Furthermore, in our commentary on the process, we cite a few concrete examples of deliberation, DMDU, and EEJ and where they have been used, with citations to read further on their applications. Some examples include the Dutch Delta Commissioner’s work for DMDU, Irish, Taiwanese, and American uses of deliberation, and the WHO’s uses of expert elicitation and horizon scanning, as well as biorisk and ecological cases. We had to lean a little on brevity due to the range of components involved, so ideally the citations can furnish further detail where we couldn’t due to length considerations.
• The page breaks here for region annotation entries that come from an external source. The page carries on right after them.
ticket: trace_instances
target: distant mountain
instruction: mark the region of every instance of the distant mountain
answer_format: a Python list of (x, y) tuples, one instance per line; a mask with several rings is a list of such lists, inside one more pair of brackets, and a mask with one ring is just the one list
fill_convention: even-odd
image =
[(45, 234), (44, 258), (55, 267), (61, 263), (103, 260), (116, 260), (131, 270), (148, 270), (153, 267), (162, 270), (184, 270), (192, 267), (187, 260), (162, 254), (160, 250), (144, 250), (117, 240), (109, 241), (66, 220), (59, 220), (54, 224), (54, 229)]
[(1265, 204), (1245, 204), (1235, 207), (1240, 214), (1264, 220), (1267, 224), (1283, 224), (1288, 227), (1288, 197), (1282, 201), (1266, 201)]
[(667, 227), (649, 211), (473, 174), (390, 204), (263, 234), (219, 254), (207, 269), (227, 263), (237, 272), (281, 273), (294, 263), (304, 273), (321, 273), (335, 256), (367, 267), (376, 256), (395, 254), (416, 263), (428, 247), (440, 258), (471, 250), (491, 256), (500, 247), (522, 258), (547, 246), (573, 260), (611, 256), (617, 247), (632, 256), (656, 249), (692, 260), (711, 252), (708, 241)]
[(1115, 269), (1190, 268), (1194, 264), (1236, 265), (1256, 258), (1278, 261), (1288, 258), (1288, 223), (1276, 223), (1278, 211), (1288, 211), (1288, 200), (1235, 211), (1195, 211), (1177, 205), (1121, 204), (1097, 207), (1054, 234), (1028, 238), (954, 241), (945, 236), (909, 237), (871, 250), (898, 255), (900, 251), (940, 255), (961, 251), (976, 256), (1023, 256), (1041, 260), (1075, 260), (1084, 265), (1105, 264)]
Finally, in the Our Plans section, we also cite the Myriad-EU pilots that used multi-level multi-risk assessments that were conducted with DMDU to address more of the typical complex risk and systemic risk areas we’d look to contribute towards. Hope this helps!
Hi Will,
What is especially interesting here is your focus on an all hazards approach to Grand Challenges. Improved governance has the potential to influence all cause areas, including long-term and short-term, x-risks, and s-risks.
Here at the Odyssean institute, we’re developing a novel approach to these deep questions of governing Grand Challenges. We’re currently running our first horizon scan on tipping points in global catastrophic risk and will use this as a first step of a longer-term process which will include Decision Making under Deep Uncertainty (developed at RAND), and a deliberative democratic jury or assembly. In our White Paper on the Odyssean Process, we outlined how their combination would be a great contribution to avoid short termist thinking in policy formulation around GCRs. We’re happy to see yourself and Open AI taking a keen interest in this flourishing area of deliberative democratic governance!
We are highly encouaged by the fact that you see it “of comparable importance as AI alignment, not dramatically less tractable, and is currently much more neglected. The marginal cost-effectiveness of work in this area therefore seems to be even higher than marginal work on AI alignment.” Despite this, the work remains neglected even within EA and thus would benefit from greater focus and support for more resources to be allocated to it. We’d welcome a chance to discuss this in a more in depth way with you and others interested in supporting it.